/omnivore2csv

Python scripts to fetch Omnivore data, save as JSON, and convert to CSV for Excel

Primary LanguagePythonGNU Affero General Public License v3.0AGPL-3.0

Omnivore Data Fetcher and Converter

This project contains two Python scripts:

  1. search.py: Fetches all pages' ID and URL pairs from the Omnivore API and saves them as a JSON file.
  2. json2csv.py: Converts the JSON data to CSV format, ensuring each cell is limited to a maximum of 30,000 characters to prevent data truncation when importing to Microsoft Excel.

Prerequisites

  • Python 3.x
  • requests library for making API calls

You can install the required libraries using pip:

pip install requests

Usage

Fetching Data from Omnivore API

  1. Generate an API Key: Log in to your Omnivore account and navigate to Omnivore API Settings. Generate a new API key.

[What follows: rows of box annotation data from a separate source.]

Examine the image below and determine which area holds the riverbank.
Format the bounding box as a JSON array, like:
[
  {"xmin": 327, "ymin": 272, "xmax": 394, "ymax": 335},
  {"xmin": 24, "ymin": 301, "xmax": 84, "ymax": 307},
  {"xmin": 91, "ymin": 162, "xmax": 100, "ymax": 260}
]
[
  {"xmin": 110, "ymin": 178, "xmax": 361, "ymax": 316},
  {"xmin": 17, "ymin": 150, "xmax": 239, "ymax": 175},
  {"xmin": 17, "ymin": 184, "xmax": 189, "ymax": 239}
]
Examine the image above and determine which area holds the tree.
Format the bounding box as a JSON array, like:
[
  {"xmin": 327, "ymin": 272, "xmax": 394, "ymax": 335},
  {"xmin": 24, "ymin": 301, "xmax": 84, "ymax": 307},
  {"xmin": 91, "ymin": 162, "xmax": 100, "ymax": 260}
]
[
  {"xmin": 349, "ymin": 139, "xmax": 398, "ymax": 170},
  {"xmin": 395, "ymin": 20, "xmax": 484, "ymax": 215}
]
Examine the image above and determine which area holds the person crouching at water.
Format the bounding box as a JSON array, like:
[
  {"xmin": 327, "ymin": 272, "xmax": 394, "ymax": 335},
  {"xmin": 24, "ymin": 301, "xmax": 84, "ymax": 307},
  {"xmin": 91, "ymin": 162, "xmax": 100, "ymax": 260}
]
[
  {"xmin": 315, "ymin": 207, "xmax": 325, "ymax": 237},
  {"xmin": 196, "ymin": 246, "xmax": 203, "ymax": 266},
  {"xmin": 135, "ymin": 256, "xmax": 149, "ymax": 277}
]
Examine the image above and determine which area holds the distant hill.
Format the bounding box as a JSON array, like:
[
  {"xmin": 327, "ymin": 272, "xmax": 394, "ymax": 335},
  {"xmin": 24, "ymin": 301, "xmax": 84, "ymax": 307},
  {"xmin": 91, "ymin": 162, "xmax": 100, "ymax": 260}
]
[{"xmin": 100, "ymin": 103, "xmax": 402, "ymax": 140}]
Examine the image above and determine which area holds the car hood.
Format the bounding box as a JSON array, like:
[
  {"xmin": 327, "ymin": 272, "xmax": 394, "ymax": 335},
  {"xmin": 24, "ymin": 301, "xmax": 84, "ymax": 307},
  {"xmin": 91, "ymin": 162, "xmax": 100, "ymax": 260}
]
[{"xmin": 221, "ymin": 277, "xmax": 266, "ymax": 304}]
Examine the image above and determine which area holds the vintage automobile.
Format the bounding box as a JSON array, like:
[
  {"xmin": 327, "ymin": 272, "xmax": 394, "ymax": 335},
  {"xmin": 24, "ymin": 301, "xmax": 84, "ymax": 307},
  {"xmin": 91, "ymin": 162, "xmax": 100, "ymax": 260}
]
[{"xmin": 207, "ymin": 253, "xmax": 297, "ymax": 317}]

  2. Execute the Script: Run the script from the command line using the following command:

    python query_all.py --apikey your-api-key

    If the --apikey option is not provided, the script will search for the OMNIVORE_API_KEY environment variable. The query_all.py script retrieves all pages' ID and URL pairs from the Omnivore API and saves them as a JSON file.

Converting JSON to CSV

Run the json2csv.py script to convert the JSON data to CSV format. Each cell in the CSV file will be limited to a maximum of 30,000 characters.

python json2csv.py

License

This project is licensed under the AGPL-3.0 License. See the LICENSE file for details.

Contributing

Contributions are welcome! Please open an issue or submit a pull request for any improvements or bug fixes.